County commissioners during their regular mid-month meeting next Wednesday are scheduled to take up the purchase of the private sewer company’s assets for $400,000, meaning control of the utility — and the power to permit or deny large-scale hookups — would rest with the elected Board of Commissioners.
“The short of it is, we’ve been negotiating with Etowah Sewer Co. for about six weeks and we have a contract to purchase on the agenda next Wednesday,” County Manager John Mitchell said Friday afternoon. “There are no encumbrances to transfer with the property,” including “any allocations of sewer to developments.”
That’s crucial because plans by Tribute Companies, a Wilmington, N.C.-based commercial real estate developer, can’t go forward without sewer. Etowah Valley homeowners have aggressively fought Tribute's plans for more than a year, when the developer first rolled out a proposal for a 343-unit RV park on some of the golf course’s 27 holes. The most recent plan, which won preliminary approval from the county planning board last October, calls for 400 duplex units.

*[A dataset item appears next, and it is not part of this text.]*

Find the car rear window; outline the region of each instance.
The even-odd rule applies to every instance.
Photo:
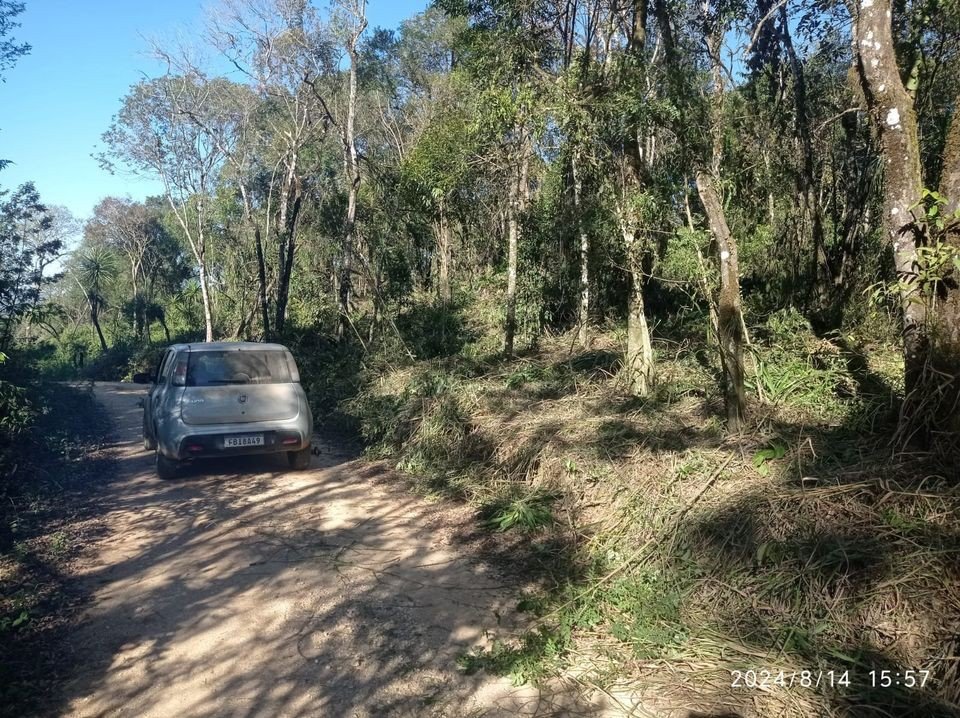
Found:
[[[190,352],[187,386],[287,384],[290,366],[282,351]]]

“I’m actually very excited that the elected body is going to be in charge of Etowah Sewer Co.,” Annette Huetter, a chief organizer of the Etowah Valley Preservation Society, said Friday. “We know we can vote those people in or out with regard to the sewer system.” During the drafting of the county’s new 2045 comprehensive plan, Huetter noted, commissioners said “they were not in favor of any high density development in Etowah. Even before the election, they actually put a blurb in (the comp plan) about how Etowah had concerns about high-density development.”

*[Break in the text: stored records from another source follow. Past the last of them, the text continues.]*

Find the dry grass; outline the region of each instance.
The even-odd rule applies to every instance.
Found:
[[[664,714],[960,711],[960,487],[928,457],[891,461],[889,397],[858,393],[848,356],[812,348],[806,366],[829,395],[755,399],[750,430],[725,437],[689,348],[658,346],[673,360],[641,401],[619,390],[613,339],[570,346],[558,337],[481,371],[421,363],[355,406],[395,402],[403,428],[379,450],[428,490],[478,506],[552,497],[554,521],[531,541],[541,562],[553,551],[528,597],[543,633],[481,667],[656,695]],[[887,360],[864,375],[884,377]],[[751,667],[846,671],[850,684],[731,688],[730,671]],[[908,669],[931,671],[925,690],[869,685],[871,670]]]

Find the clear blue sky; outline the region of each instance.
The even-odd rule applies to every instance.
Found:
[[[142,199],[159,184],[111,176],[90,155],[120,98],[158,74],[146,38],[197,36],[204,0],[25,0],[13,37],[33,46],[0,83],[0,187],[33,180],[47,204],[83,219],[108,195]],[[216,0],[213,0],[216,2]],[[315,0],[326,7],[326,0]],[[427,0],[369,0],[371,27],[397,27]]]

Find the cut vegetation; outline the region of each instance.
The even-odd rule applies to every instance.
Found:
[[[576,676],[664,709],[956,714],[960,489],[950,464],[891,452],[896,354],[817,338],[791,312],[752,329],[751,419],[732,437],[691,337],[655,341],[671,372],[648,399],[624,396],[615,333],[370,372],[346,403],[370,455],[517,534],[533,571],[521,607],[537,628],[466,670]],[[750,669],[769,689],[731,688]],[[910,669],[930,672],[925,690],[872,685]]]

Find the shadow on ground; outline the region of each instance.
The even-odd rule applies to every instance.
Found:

In the March 5 Republican primary voters turned out incumbents David Hill and Daniel Andreotta in favor of challengers Jay Egolf and Sheila Franklin, who campaigned aggressively for stronger protections against disruptive land uses and pledged to Etowah voters that they’d work to stop high-density development. Egolf has no opposition in the Nov. 5 general election; Franklin faces Democrat Erik Weber.
The sewer system “will become much more reliable,” Egolf said Friday. As for the purchase contract’s specific language barring agreements to serve prospective developments, “I agree that is how it should be written,” he said. “I just don’t think Etowah is the proper place for development of that type.”

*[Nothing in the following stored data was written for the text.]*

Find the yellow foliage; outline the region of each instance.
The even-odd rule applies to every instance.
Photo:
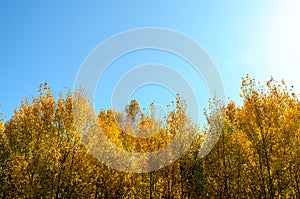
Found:
[[[124,113],[102,110],[91,121],[95,113],[80,91],[56,99],[41,85],[39,95],[23,100],[5,128],[0,122],[0,198],[299,198],[296,94],[284,81],[271,78],[261,86],[248,75],[241,91],[241,105],[212,99],[205,112],[208,126],[199,132],[179,96],[163,121],[152,117],[153,105],[143,113],[136,100]],[[92,151],[107,150],[95,126],[112,144],[136,154],[161,149],[176,135],[192,135],[194,141],[165,168],[125,173],[93,156]],[[198,152],[209,136],[214,139],[207,145],[217,140],[216,145],[201,159]],[[122,164],[124,158],[115,161]],[[151,163],[131,159],[135,167]]]
[[[3,130],[4,128],[4,122],[0,122],[0,132]]]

It's unclear when or if Tribute and the golf course’s current owners, WNC Resort Properties LLC, could formally dissolve the agreement for sale of the property. Neither Tim Rice, a WNC Resort owner, nor Tribute officials could be reached for comment.
The 12-page contract setting out terms of the sewer system sale requires the seller to affirm that it “does not have any outstanding contracts, agreements, or commitments of any kind, written or oral, with any third party regarding the assets.” The agreement also requires the private sewer company to submit the resignations of all employees of the company upon the sale’s closing and makes the sewer company responsible for the current payroll plus severance benefits, vacation days, sick days, personal days and other compensated time off.
Huetter, who has worked days, nights and weekends along with other activist homeowners organizing the campaign against the duplex development, said she hopes to “take a breath” at some point. For now, she knows where she will be Wednesday morning. “I’m going, for sure” to the county commission meeting.
“We would love to see the community work with whoever owns the land, as a sounding board, to see if there’s a way to create a partnership,” she said.
In a newsletter on Monday, the Etowah Valley Preservation Society endorsed the proposed purchase of the Etowah sewer system.
"We support the sale of the ESC to Henderson County, making it a public utility controlled by officials we elect," it said. "The alternative we faced this past winter was a utility owned by a large firm based in another state and controlled by the utilities commission in Raleigh. This experience showed us how little control or influence we have with private ownership of a utility."